Ciência

A faculdade que ajudou o Brasil a se redescobrir – 90 anos da FFLCH-USP

Do Jornal da USP. Está lá no dicionário: “Cellula Mater é uma expressão em latim que significa ‘célula mãe’ ou ‘célula original’”. Ou seja, é o princípio de tudo, a gênese primordial que vai pavimentar o caminho de coisas que se desenvolverão e crescerão.

Para Ruy Barbosa, por exemplo, a família é a cellula mater da sociedade, a primeira unidade social da qual um indivíduo faz parte, seu centro inicial de equilíbrio. A expressão está, também, no brasão da cidade de São Vicente, na Baixada Santista, representando o título que recebeu por ter sido a primeira vila fundada naquela porção de terra que viria a ser o Brasil, em 1532. 

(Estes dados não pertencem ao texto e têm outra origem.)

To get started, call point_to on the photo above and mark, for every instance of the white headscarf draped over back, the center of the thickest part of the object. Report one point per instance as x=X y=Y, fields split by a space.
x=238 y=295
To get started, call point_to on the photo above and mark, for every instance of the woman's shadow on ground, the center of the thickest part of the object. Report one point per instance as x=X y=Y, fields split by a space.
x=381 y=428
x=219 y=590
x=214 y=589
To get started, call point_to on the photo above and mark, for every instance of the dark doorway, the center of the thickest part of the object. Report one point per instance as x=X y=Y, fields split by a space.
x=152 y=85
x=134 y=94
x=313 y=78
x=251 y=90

Cellula mater, então, é a origem. E é assim que deve ser vista a Faculdade de Filosofia, Letras e Ciências Humanas da USP, a FFLCH. Ou, para sermos mais precisos, sua encarnação anterior – a Faculdade de Filosofia, Ciências e Letras, a FFCL.

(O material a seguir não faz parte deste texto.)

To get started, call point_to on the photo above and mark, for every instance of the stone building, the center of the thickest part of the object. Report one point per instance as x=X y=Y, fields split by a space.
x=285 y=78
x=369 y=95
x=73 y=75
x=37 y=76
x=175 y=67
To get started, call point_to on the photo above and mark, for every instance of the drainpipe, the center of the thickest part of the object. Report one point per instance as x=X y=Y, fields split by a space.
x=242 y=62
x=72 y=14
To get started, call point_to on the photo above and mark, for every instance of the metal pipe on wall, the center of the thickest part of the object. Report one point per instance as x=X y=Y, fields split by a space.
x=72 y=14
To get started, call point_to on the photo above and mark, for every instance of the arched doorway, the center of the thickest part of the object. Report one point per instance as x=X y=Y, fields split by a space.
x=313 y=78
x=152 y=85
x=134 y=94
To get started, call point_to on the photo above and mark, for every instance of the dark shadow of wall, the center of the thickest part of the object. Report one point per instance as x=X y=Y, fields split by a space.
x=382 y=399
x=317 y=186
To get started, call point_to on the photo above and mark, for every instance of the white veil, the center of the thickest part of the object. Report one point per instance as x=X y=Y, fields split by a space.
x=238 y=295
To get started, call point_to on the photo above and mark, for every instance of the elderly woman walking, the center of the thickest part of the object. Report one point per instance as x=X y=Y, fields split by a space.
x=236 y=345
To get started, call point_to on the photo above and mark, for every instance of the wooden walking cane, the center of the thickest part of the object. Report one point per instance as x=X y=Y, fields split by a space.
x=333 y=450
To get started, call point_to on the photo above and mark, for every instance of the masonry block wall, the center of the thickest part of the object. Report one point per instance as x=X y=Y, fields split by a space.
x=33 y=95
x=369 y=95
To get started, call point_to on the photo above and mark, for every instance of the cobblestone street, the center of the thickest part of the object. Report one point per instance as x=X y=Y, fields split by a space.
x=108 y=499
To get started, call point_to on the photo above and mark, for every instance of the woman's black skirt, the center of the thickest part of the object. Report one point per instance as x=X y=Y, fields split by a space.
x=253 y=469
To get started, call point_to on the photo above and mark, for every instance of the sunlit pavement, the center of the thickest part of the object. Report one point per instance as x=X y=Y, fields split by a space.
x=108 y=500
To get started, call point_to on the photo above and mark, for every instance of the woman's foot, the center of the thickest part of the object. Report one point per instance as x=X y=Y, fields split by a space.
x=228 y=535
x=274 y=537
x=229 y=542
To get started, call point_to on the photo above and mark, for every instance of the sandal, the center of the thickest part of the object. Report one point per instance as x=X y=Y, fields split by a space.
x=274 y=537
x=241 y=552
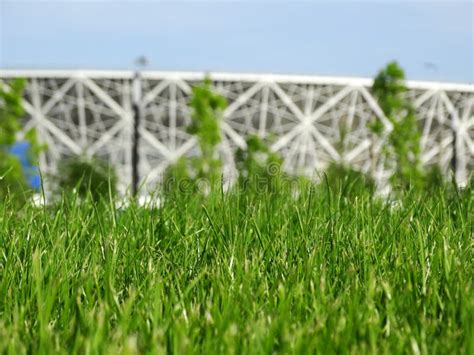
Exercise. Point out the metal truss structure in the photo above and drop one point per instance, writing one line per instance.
(311, 121)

Noventa anos atrás, foi a criação dessa robusta faculdade que deu alma à Universidade de São Paulo. Porque a USP já nasceu com tônus acadêmico, ao incorporar – de acordo com o decreto que a criou, em 25 de janeiro de 1934 –  faculdades e institutos de ensino superior que já existiam há décadas, como a Escola Politécnica, a Faculdade de Medicina, a Faculdade de Direito e a Escola de Agricultura Luiz de Queiroz, esta em Piracicaba.

A musculatura, a história e a experiência no ensino universitário, então, já existiam e ajudaram que aquela recém-nascida universidade começasse a ocupar o seu espaço estruturada. Mas as faculdades que a compunham já tinham seu passado, sua própria quilometragem acadêmica.

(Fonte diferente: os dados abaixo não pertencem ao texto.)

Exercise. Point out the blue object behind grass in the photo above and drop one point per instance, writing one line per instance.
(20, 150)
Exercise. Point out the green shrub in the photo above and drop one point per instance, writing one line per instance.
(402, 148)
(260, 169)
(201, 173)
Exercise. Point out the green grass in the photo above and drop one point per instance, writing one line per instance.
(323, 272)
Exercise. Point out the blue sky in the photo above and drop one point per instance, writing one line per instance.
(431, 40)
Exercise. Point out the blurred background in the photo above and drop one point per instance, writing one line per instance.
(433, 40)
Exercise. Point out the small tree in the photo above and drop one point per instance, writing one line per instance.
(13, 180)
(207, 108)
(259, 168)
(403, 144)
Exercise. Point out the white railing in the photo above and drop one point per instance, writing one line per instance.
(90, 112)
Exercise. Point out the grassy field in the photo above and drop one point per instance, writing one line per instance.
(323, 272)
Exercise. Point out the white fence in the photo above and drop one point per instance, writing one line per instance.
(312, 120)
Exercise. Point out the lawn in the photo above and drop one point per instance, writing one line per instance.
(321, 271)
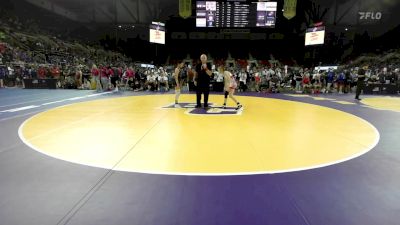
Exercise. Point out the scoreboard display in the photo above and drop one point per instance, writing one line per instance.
(236, 13)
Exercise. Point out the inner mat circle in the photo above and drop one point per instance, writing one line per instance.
(137, 134)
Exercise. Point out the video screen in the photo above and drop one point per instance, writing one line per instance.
(315, 36)
(157, 33)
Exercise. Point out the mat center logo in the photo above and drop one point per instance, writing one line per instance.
(212, 110)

Era necessário que a USP também tivesse, mais do que um corpo que lhe desse sustentação, uma alma inspiradora – e assim, como cellula mater e também como uma alma mater, foi criada aquela que hoje é conhecida, destarte todas as siglas que a identificaram ao longo de décadas, como “Fefeleche” – mais que um acrônimo, um autêntico nome próprio.

Afinal, a hoje FFLCH foi criada para criar a USP, para ser sua base original. E assim foi. De suas salas de aula e de seus departamentos espalhados inicialmente pela cidade de São Paulo – tempos da icônica Rua Maria Antônia, da Rua Maranhão, da Alameda Glete e tantos outros espaços antes da Cidade Universitária – e depois no campus do Butantã, saíram alunos que se tornaram mestres e que ajudaram a pensar o Brasil de várias formas, a interpretar um país que, ainda hoje, requer uma interpretação mais detalhada e minuciosa – gente que não só inscreveu seu nome em pesquisas de ponta, nas salas de aula, em órgãos nacionais e internacionais e mesmo na Presidência da República, no caso o sociólogo Fernando Henrique Cardoso, formado na antiga FFCL, professor da faculdade, cassado pelo regime militar e que teria uma carreira política para além da Universidade. 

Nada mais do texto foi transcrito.